Os seis réus já estavam cumprindo as penas desde terça-feira (25), quando o STF declarou concluído o julgamento do chamado “núcleo crucial” da trama golpista. Com a decisão, Bolsonaro segue preso na Superintendência da Polícia Federal, em Brasília, onde cumpre pena de 27 anos e 3 meses de prisão, em regime inicial fechado.

O ex-presidente foi condenado pelos crimes de organização criminosa armada, tentativa de abolição do Estado Democrático de Direito, golpe de Estado, dano qualificado pela violência e grave ameaça contra patrimônio público tombado. Na decisão de terça-feira, o STF também declarou o trânsito em julgado, o que impede novos recursos.

Bolsonaro já estava preso preventivamente desde sábado (22), após o ministro Alexandre de Moraes considerar haver risco de fuga. O ex-presidente violou a tornozeleira eletrônica e alegou ter usado um ferro de solda no equipamento “por curiosidade”.

Demais condenados permanecem em unidades militares

Além de Bolsonaro, o STF manteve as prisões de:

  • Almirante Almir Garnier – Ex-comandante da Marinha, preso na Estação Rádio da Marinha;
  • General Augusto Heleno – Ex-chefe do Gabinete de Segurança Institucional, detido no Comando Militar do Planalto;
  • General Paulo Sérgio Nogueira – Ex-ministro da Defesa, também no Comando Militar do Planalto;
  • Anderson Torres – Ex-ministro da Justiça, preso no Batalhão da PM conhecido como “Papudinha”, no Distrito Federal;
  • General Walter Braga Netto – Ex-ministro da Casa Civil e da Defesa, que segue detido em instalação militar no Rio de Janeiro.

As penas variam de 19 a 27 anos, dependendo da participação de cada um na tentativa de ruptura institucional.

Ramagem é considerado foragido

O único réu do núcleo central que não passou por audiência de custódia foi o deputado federal Alexandre Ramagem, ex-diretor da Abin. O parlamentar fugiu para os Estados Unidos, descumprindo determinação judicial que proibia sua saída do país. Ele teve o nome incluído no Banco Nacional de Mandados de Prisão.
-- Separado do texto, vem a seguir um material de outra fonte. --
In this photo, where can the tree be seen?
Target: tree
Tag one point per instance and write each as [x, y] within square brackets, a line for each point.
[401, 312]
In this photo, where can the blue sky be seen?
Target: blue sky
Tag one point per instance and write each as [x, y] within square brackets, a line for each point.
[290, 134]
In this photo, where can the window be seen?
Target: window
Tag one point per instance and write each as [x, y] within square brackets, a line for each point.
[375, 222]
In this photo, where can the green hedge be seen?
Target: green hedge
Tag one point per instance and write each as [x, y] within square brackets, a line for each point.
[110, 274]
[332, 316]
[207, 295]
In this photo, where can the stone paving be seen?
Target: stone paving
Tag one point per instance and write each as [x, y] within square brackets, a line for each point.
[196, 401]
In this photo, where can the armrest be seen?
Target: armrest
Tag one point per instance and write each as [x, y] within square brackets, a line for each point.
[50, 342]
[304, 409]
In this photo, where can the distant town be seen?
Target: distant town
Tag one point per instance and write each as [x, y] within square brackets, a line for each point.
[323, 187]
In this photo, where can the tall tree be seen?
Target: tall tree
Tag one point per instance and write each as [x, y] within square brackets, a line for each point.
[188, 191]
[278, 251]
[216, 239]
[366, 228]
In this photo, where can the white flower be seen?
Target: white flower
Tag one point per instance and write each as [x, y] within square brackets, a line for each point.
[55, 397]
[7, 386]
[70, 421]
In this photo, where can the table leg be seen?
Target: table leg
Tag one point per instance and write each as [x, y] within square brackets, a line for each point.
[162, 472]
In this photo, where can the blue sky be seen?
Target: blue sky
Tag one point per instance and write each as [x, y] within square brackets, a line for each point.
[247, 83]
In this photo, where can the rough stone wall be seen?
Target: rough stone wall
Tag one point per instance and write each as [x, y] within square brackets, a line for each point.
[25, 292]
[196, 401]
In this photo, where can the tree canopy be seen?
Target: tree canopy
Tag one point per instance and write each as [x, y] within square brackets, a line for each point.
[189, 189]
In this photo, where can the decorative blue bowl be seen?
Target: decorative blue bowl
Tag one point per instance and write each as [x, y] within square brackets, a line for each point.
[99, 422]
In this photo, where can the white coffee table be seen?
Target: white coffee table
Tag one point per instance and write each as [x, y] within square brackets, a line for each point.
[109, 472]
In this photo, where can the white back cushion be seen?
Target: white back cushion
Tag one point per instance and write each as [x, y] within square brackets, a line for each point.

Segundo a Câmara dos Deputados, Ramagem apresentou atestados médicos cobrindo os períodos entre 9 de setembro e 12 de dezembro, mas não comunicou oficialmente viagem ao exterior nem teve missão autorizada.

Câmara proíbe votação remota do exterior

Após o episódio envolvendo Ramagem, o presidente da Câmara, Hugo Motta, determinou nesta quarta-feira que deputados não poderão votar pelo sistema eletrônico da Casa quando estiverem fora do país. A exceção será apenas para parlamentares em missão oficial autorizada.
O deputado foragido chegou a votar remotamente no Projeto de Lei Antifacção mesmo estando nos Estados Unidos. A Mesa Diretora analisa se o voto será ou não anulado.

Contexto das prisões

Braga Netto já estava preso preventivamente desde dezembro de 2023, acusado de tentar obstruir as investigações. Bolsonaro e os demais foram presos entre sábado (22) e terça (25), com o STF reforçando a necessidade das prisões diante do risco de fuga, influência sobre testemunhas e potencial ameaça à ordem pública.
Com as decisões desta quarta-feira, o Supremo reafirma o cumprimento imediato das penas impostas e encerra a fase de questionamentos judiciais dos integrantes do núcleo considerado central na tentativa de golpe.